第3章 【き】きっと終わってしまう恋だから
「勝己、もうすぐ誕生日じゃん。なんか欲しい物とか無いの?お姉さんがなんか買ってあげよっか?」
「テメェからの貢物なんかいるか!」
「まあまあ、そう言わずにさ。入学祝いも兼ねて、なんでも欲しい物買ってあげるから。」
物の一つや二つで勝己の気持ちが傾くなんてこれっぽっちも思ってない。自分がプレゼントした物を勝己が持ってくれてる。それだけで充分。
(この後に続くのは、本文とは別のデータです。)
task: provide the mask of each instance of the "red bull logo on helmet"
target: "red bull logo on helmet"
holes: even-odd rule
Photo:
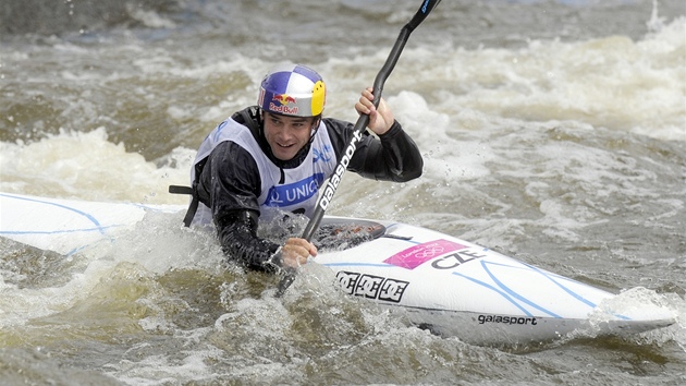
[[[285,106],[289,104],[295,104],[295,98],[290,96],[289,94],[275,94],[271,100],[278,100],[281,106]]]
[[[289,94],[274,94],[269,102],[269,111],[284,113],[284,114],[297,114],[297,100]]]

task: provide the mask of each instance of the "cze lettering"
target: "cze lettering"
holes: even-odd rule
[[[351,143],[345,148],[343,158],[341,158],[339,166],[335,168],[335,172],[333,173],[333,176],[331,176],[329,182],[327,183],[327,186],[321,193],[321,197],[319,198],[319,206],[323,210],[327,210],[327,207],[329,207],[329,203],[331,202],[331,198],[333,198],[333,193],[335,193],[335,190],[339,188],[339,184],[341,183],[341,178],[343,177],[343,173],[345,172],[347,166],[351,164],[351,158],[353,158],[353,155],[357,149],[357,143],[362,141],[362,138],[363,136],[360,132],[354,133],[353,141],[351,141]]]
[[[516,324],[516,325],[538,325],[538,321],[536,317],[524,317],[524,316],[501,316],[501,315],[479,315],[479,324],[486,323],[502,323],[502,324]]]
[[[431,266],[436,269],[453,269],[461,264],[465,264],[467,262],[481,257],[486,257],[486,255],[470,251],[455,252],[448,256],[437,258],[431,263]]]
[[[347,294],[392,303],[400,303],[405,289],[409,285],[409,282],[403,280],[343,270],[336,274],[336,278],[341,288]]]

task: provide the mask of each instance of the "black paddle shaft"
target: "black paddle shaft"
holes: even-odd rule
[[[415,31],[415,28],[429,15],[429,12],[431,12],[431,10],[433,10],[433,8],[436,8],[436,5],[438,5],[439,2],[441,2],[441,0],[424,0],[421,2],[421,7],[417,11],[417,13],[415,13],[414,17],[412,17],[412,20],[407,22],[407,24],[405,24],[403,28],[401,29],[400,35],[397,36],[397,39],[395,40],[395,45],[393,45],[393,48],[391,49],[389,57],[385,59],[385,63],[383,64],[383,67],[381,68],[381,70],[377,74],[377,77],[373,81],[372,102],[375,107],[379,107],[379,102],[381,100],[381,93],[383,92],[383,84],[385,83],[385,80],[389,77],[389,75],[393,71],[393,68],[395,68],[395,63],[397,62],[397,59],[400,58],[400,55],[403,51],[403,48],[405,47],[405,43],[407,43],[407,39],[409,38],[409,34],[412,34],[412,32]],[[355,154],[355,150],[357,149],[357,142],[362,140],[363,132],[366,130],[367,124],[369,124],[369,116],[360,114],[353,129],[353,136],[351,138],[351,142],[345,148],[345,152],[341,154],[341,158],[339,159],[339,164],[336,168],[334,169],[333,174],[329,178],[327,184],[324,185],[324,189],[319,195],[319,200],[317,200],[317,206],[315,207],[315,213],[313,214],[313,217],[310,218],[309,222],[305,227],[305,230],[303,231],[303,239],[307,241],[311,241],[313,237],[315,236],[315,232],[317,231],[317,228],[319,228],[319,224],[321,222],[321,219],[323,218],[324,212],[327,210],[327,207],[329,206],[329,203],[331,202],[333,194],[335,193],[336,189],[339,188],[339,184],[341,183],[341,179],[343,174],[345,173],[345,169],[347,168],[351,157],[353,157],[353,154]],[[295,278],[294,274],[289,273],[279,282],[277,297],[280,297],[281,294],[283,294],[286,288],[291,286],[294,278]]]

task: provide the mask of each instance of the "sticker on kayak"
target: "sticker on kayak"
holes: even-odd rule
[[[395,265],[407,269],[415,269],[431,258],[466,249],[466,245],[449,240],[439,239],[425,242],[419,245],[408,248],[383,261],[383,263]]]

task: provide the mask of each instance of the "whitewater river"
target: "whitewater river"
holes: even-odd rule
[[[419,5],[3,1],[0,192],[184,204],[167,186],[269,68],[315,68],[324,114],[354,121]],[[274,299],[274,278],[225,264],[182,214],[151,214],[66,257],[0,239],[0,384],[686,384],[685,15],[682,0],[444,0],[384,89],[424,176],[346,173],[329,210],[632,290],[677,324],[468,345],[340,294],[314,264]]]

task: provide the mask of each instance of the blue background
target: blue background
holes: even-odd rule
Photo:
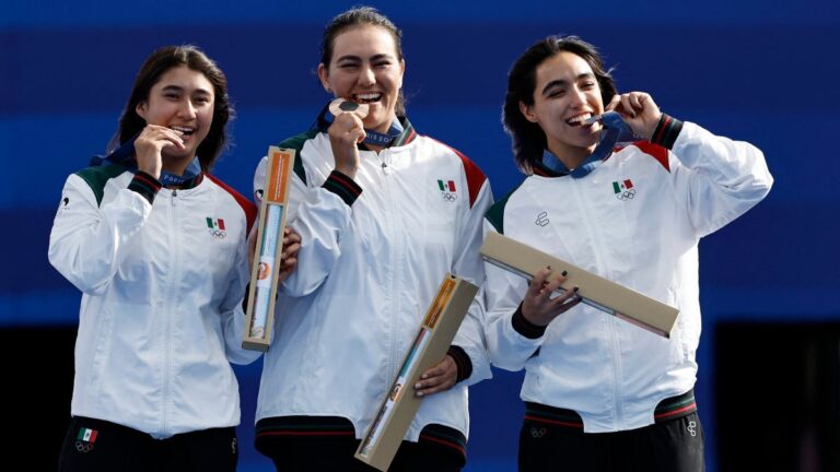
[[[0,247],[7,270],[0,273],[0,330],[75,326],[80,295],[46,257],[52,215],[67,175],[104,150],[151,50],[196,44],[225,71],[237,117],[234,145],[215,174],[249,194],[267,146],[308,127],[327,101],[314,73],[320,33],[351,4],[2,0]],[[775,177],[770,196],[701,244],[698,398],[709,469],[716,470],[715,327],[840,318],[837,3],[370,4],[404,30],[405,91],[416,128],[470,156],[497,197],[522,179],[500,126],[506,72],[548,34],[576,34],[597,45],[617,68],[620,90],[650,92],[664,111],[765,151]],[[237,368],[245,470],[268,467],[250,449],[258,371],[259,364]],[[498,371],[472,389],[468,470],[513,470],[520,380]]]

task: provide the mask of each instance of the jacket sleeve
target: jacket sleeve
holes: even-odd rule
[[[754,145],[681,123],[669,155],[677,198],[685,199],[698,237],[744,214],[770,191],[773,178]]]
[[[224,298],[219,306],[219,312],[222,317],[222,330],[224,333],[225,355],[228,362],[233,364],[250,364],[260,355],[259,351],[252,351],[242,347],[242,341],[245,337],[245,311],[243,309],[243,298],[247,290],[250,274],[248,272],[247,257],[247,233],[245,240],[236,248],[234,266],[231,269],[230,284],[225,291]]]
[[[147,197],[129,188],[100,205],[86,181],[71,175],[49,234],[49,262],[80,291],[103,293],[151,211]]]
[[[453,273],[481,286],[485,281],[485,269],[479,249],[483,243],[481,229],[485,213],[493,203],[490,182],[485,179],[465,219],[458,229],[456,259]],[[469,311],[455,334],[454,345],[459,346],[469,356],[471,375],[464,381],[466,385],[477,384],[492,378],[490,359],[487,355],[487,343],[483,335],[483,310],[478,302],[479,295],[472,300]]]
[[[254,176],[257,204],[261,203],[267,162],[264,157]],[[338,172],[330,174],[322,187],[308,187],[293,175],[287,224],[301,235],[301,250],[298,267],[283,282],[283,293],[304,296],[326,280],[341,256],[341,236],[350,225],[351,206],[360,193],[361,188]]]
[[[485,234],[489,232],[495,228],[485,221]],[[526,335],[522,322],[515,322],[527,281],[489,262],[485,263],[485,271],[487,281],[479,295],[486,312],[485,335],[490,361],[505,370],[521,370],[545,339],[542,332]]]

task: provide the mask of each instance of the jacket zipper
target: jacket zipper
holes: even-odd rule
[[[579,188],[580,185],[584,185],[584,181],[572,179],[571,184],[578,208],[582,210],[585,209],[585,211],[581,211],[581,216],[584,221],[586,233],[590,235],[590,240],[593,241],[592,250],[595,257],[595,267],[605,278],[609,278],[609,269],[605,264],[605,257],[602,251],[602,247],[604,247],[602,235],[595,229],[595,226],[590,220],[590,215],[592,214],[590,211],[591,209],[588,208],[590,199],[586,198],[587,196],[581,196],[581,189]],[[600,316],[603,317],[607,315],[600,314]],[[612,364],[612,408],[616,412],[614,421],[615,426],[621,428],[621,425],[625,422],[625,412],[623,403],[621,401],[621,358],[619,356],[620,346],[618,343],[618,333],[616,332],[617,320],[615,317],[607,316],[605,321],[607,323],[607,341],[609,343],[609,354]]]
[[[170,263],[171,270],[170,270],[170,293],[166,297],[166,315],[164,318],[164,342],[166,343],[164,349],[164,378],[163,378],[163,434],[167,434],[168,429],[168,409],[170,409],[170,388],[171,388],[171,376],[172,376],[172,319],[175,316],[175,287],[177,286],[176,281],[177,279],[177,269],[178,269],[178,236],[177,236],[177,197],[178,197],[178,190],[174,189],[172,191],[172,198],[170,199],[171,208],[170,208]]]
[[[385,156],[383,154],[387,153],[386,150],[380,151],[378,154],[376,154],[376,157],[382,163],[382,172],[383,172],[383,189],[385,190],[385,202],[388,204],[388,206],[385,209],[385,222],[387,227],[387,234],[388,238],[387,240],[390,241],[388,244],[389,251],[388,251],[388,267],[387,267],[387,278],[390,281],[390,287],[388,293],[388,307],[386,308],[386,316],[388,317],[387,326],[388,326],[388,346],[387,346],[387,353],[388,353],[388,366],[387,366],[387,373],[388,375],[385,377],[385,386],[383,387],[383,391],[387,390],[389,388],[390,379],[393,379],[397,375],[397,369],[399,366],[397,365],[397,324],[399,324],[398,317],[395,315],[399,312],[398,310],[398,302],[399,302],[399,292],[397,290],[398,283],[397,283],[397,248],[399,247],[399,241],[397,240],[398,234],[395,231],[395,224],[394,224],[394,217],[397,214],[396,212],[396,203],[395,199],[392,196],[392,188],[390,188],[390,178],[388,176],[390,175],[390,169],[388,168],[387,164],[385,163]]]

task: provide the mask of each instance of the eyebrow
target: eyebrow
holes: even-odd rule
[[[180,85],[174,85],[174,84],[171,84],[171,85],[166,85],[166,86],[164,86],[163,88],[161,88],[161,91],[162,91],[162,92],[178,92],[178,93],[184,93],[184,87],[183,87],[183,86],[180,86]],[[195,91],[195,92],[197,92],[197,93],[201,93],[201,94],[207,94],[207,95],[212,95],[212,93],[211,93],[210,91],[208,91],[208,90],[205,90],[205,88],[196,88],[196,91]]]
[[[595,74],[592,72],[584,72],[582,74],[578,74],[575,79],[576,80],[595,79]],[[548,93],[549,90],[553,87],[557,87],[557,86],[562,87],[562,86],[567,86],[569,82],[567,82],[563,79],[552,80],[551,82],[547,83],[546,86],[542,87],[541,94],[545,95],[546,93]]]
[[[371,62],[377,61],[377,60],[382,60],[382,59],[395,60],[394,56],[392,56],[389,54],[378,54],[378,55],[371,56]],[[347,56],[341,56],[340,58],[336,59],[336,63],[341,62],[341,61],[361,62],[362,58],[359,57],[359,56],[347,55]]]

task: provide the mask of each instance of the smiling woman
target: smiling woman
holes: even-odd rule
[[[446,272],[480,283],[481,217],[492,194],[467,157],[415,132],[401,98],[400,32],[370,8],[324,32],[318,79],[332,95],[298,151],[289,225],[304,239],[266,353],[256,446],[278,470],[371,471],[353,452]],[[366,108],[366,115],[359,113]],[[331,121],[330,121],[331,118]],[[265,178],[259,165],[255,194]],[[465,462],[466,385],[489,373],[476,320],[404,391],[428,397],[393,471]],[[471,373],[475,373],[471,375]]]
[[[240,349],[256,211],[206,174],[226,139],[226,86],[195,47],[154,51],[120,145],[65,184],[49,260],[83,296],[60,471],[236,469],[229,362],[257,357]]]

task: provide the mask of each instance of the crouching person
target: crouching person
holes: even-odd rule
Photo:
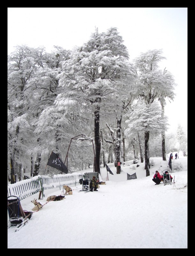
[[[161,176],[158,171],[156,171],[155,174],[154,175],[152,180],[156,183],[155,185],[158,185],[161,181]]]
[[[89,188],[90,191],[92,192],[93,192],[93,190],[94,189],[94,191],[98,191],[97,188],[98,187],[98,181],[95,176],[93,176],[92,180],[90,181],[89,184]]]

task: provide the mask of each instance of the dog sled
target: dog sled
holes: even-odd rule
[[[89,177],[88,176],[84,175],[83,179],[81,179],[79,180],[79,182],[81,185],[82,185],[82,188],[79,192],[80,192],[81,191],[85,191],[86,192],[88,192],[89,191]]]
[[[9,217],[8,228],[15,226],[15,231],[25,225],[32,217],[32,212],[23,210],[19,198],[15,196],[7,198],[7,209]]]

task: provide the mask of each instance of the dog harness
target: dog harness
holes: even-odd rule
[[[37,203],[35,205],[38,206],[39,210],[39,209],[41,209],[41,208],[42,208],[42,205],[40,203],[39,203],[38,202],[38,203]],[[40,205],[41,207],[39,207],[39,205]]]
[[[70,191],[72,191],[72,189],[71,189],[71,188],[69,188],[69,187],[68,186],[67,186],[67,187],[68,188],[69,188],[69,190],[68,190],[68,192],[69,192]]]

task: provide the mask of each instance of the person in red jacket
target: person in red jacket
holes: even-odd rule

今までだって、毎年プレゼントした物を文句を言いながら、捨てずに取ってくれてるのを知っている。
「…なんでもって、言ったな?」
「え?あ、うん。」
てっきり、いらないの一点張りかと思いきや、〝なんでも〟という言葉に食い付いた勝己。自分から言っときながら勝己がそれに食い付いてくるとは思わなくてビックリした。もしかして、とんでもなく高価な物強請られたりする…?
「次、休み何時だ。」
「勝己の誕生日。」
「駅前に六時。遅れんじゃねえぞ。」
「え?いや、学校に迎え行くよ!」
「来んな!」
確かに思春期のお年頃の時期に家族だとか自分の事を小さい頃から知るような人が学校に迎えに来たら恥ずかしいか。てか、勝己と二人で出掛けるのとか何年ぶりだろうか。勝己はただ欲しい物を買ってもらうだけ。デートじゃないって分かってるけど、やっぱり勝己と二人で出掛けられると思うと嬉しくて、ついつい顔が緩んでしまった。